The team responsible — now at PopcornTime.sh — has been cautious, but just released a statement explaining its intentions.
“Noting that an explanation is long overdue,” reports TorrentFreak, the team is attempting to clarify its “mission and point out where they stand in what has recently become an extremely confused and messy ‘marketplace.'”
“After the ‘MPAA incident’, we’re a little diminished, and we’ve chosen a new direction: we’re shifting from an active development of Popcorn Time to a more or less resilience-driven development,” the team wrote on its blog.
The team has yet to be more specific (and as of press time, its blog has stopped responding), but TorrentFreak suggests that ‘resilience’ refers to “avoiding the fate of the people who became known to the MPAA last year.”
In addition to keeping identities hidden, the team says it is working on ‘Butter,’ which uses neutral tech and claims not to feature any illegal content.
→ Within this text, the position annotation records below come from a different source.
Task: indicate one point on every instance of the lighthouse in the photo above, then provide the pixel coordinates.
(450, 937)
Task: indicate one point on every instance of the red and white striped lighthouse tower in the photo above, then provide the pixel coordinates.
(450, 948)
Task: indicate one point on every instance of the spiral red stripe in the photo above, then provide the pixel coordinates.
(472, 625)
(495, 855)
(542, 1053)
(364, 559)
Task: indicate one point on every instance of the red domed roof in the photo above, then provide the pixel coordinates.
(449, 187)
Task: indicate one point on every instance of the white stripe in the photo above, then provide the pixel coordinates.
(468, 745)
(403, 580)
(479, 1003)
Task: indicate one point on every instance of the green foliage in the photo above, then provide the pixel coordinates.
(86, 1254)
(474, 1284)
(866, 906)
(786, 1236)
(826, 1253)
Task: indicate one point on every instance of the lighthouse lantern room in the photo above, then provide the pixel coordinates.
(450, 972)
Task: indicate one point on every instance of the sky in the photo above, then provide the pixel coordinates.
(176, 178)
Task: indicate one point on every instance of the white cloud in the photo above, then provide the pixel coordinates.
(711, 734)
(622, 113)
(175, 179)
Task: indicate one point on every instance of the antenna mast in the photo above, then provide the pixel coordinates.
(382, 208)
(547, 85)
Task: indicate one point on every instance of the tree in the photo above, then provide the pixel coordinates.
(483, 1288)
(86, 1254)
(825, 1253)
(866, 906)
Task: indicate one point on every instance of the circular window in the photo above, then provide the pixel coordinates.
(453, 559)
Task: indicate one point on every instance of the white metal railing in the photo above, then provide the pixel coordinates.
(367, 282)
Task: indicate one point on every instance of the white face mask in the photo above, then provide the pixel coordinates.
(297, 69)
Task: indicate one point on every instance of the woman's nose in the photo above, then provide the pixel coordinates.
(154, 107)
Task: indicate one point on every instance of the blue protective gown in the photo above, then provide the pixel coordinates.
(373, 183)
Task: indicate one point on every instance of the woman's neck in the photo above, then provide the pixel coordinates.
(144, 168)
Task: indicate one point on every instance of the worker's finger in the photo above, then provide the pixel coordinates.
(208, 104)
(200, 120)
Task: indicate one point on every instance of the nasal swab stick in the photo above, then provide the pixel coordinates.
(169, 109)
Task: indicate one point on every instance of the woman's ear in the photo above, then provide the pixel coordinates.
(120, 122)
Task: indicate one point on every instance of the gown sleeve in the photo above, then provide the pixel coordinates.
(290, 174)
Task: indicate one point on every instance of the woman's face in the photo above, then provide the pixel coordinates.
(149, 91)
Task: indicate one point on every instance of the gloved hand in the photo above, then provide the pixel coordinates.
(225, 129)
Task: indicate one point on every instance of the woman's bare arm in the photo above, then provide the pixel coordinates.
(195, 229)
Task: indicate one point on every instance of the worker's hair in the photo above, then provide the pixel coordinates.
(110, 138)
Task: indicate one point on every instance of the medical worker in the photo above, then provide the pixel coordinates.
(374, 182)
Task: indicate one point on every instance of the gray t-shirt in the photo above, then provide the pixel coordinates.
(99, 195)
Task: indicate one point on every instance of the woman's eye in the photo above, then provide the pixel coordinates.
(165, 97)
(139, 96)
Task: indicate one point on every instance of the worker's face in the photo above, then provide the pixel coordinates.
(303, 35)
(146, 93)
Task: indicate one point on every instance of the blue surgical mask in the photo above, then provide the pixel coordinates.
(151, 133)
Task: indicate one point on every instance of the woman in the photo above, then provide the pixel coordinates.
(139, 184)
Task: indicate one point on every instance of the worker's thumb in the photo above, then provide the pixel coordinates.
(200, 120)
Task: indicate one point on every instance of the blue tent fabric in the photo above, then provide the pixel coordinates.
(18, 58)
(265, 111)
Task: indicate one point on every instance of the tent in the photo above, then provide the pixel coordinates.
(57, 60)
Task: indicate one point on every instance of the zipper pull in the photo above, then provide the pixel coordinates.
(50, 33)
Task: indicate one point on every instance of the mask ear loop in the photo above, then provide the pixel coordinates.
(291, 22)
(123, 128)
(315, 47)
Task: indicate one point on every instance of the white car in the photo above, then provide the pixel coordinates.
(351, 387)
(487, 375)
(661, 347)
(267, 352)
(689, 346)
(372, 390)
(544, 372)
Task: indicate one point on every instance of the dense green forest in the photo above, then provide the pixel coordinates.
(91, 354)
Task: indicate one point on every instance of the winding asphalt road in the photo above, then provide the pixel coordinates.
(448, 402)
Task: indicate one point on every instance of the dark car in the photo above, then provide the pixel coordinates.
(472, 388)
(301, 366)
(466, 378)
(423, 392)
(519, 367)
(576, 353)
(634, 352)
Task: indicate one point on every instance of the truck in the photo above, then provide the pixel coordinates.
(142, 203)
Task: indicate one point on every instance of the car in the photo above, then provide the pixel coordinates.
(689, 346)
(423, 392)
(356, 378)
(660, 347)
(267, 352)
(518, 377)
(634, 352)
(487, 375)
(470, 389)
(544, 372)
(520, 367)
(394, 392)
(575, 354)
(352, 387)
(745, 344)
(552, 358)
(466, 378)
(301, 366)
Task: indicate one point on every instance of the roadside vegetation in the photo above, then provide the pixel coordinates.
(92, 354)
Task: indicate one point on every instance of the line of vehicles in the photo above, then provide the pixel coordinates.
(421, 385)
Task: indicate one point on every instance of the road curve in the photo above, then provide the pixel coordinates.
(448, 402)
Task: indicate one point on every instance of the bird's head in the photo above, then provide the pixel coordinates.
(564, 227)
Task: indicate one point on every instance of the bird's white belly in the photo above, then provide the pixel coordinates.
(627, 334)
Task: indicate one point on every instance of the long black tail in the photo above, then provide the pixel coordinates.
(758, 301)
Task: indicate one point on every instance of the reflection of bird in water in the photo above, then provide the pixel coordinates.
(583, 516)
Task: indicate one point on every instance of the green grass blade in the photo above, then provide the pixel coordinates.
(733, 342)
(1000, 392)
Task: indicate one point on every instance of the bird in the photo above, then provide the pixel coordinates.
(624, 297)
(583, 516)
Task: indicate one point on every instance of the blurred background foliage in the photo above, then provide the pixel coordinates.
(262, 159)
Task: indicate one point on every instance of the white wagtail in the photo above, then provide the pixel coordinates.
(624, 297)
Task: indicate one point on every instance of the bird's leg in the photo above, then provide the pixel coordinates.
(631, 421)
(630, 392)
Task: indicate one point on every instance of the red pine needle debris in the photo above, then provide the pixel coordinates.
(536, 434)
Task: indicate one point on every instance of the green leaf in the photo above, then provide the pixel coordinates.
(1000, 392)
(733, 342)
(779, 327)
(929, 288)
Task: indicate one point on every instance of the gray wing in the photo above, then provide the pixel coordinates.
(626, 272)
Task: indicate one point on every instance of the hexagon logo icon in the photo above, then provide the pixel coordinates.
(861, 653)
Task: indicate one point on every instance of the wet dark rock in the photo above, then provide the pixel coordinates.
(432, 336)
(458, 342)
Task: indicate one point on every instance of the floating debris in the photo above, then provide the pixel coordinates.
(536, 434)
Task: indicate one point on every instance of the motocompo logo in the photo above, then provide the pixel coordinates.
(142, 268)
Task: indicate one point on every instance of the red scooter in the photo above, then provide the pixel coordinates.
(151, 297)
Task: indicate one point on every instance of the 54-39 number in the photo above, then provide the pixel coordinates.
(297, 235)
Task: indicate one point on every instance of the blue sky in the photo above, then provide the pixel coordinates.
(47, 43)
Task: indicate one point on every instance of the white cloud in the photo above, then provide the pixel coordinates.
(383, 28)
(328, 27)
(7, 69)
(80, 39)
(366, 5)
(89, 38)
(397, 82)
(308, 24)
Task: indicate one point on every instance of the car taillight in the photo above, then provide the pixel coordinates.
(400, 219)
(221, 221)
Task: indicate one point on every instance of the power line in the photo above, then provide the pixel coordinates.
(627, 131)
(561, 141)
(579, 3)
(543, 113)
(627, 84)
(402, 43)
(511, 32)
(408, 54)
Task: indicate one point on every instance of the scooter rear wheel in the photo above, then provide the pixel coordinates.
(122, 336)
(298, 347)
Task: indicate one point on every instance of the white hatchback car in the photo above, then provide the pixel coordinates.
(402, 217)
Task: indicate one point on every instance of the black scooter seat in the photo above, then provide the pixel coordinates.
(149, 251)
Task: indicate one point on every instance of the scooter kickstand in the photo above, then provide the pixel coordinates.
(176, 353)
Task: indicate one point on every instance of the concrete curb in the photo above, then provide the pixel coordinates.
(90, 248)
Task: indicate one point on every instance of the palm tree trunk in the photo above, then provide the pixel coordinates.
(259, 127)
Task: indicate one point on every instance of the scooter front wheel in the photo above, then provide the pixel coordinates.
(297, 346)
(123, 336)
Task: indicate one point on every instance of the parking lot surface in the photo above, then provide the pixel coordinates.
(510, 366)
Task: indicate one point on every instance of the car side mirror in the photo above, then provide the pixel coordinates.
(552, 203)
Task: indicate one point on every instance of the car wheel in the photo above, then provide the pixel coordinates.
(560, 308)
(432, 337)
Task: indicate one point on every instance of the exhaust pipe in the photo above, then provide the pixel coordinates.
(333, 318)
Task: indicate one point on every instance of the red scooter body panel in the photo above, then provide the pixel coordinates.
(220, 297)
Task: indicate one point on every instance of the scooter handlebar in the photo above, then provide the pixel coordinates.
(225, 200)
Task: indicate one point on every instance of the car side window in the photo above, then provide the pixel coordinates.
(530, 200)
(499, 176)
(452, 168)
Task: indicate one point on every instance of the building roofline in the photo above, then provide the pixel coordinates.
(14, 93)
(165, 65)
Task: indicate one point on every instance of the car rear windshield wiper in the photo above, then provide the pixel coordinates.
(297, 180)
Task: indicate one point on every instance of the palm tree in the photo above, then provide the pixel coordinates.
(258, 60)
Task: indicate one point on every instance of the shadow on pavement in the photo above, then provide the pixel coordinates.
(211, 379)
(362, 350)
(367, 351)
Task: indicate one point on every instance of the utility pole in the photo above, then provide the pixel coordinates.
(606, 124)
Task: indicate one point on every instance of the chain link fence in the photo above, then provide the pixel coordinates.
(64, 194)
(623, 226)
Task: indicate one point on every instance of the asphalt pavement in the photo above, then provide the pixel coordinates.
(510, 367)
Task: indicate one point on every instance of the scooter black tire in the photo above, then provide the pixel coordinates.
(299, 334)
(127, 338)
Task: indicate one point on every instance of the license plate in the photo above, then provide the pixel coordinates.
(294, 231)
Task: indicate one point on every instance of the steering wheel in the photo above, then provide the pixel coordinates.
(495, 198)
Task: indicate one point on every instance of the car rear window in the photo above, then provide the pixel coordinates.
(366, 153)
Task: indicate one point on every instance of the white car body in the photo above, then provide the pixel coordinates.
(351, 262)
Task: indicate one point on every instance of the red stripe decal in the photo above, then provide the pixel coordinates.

“However, the work and development that goes into Butter will then be leveraged by a separate team to power the variant of Popcorn Time using the .SH ccTLD,” notes TorrentFreak, adding that a line has been drawn in the sand: “On one side is Butter, a project that developers can work on (possibly) without fear of being tarnished with the stigma of Popcorn Time. On the other, people working on a Butter-based Popcorn Time who hope that they don’t suffer the same fate as their predecessors did last year.”
Popcorn Time is a free alternative to subscription-based streaming services such as Netflix. The Popcorn team has not addressed possible monetization of its platform.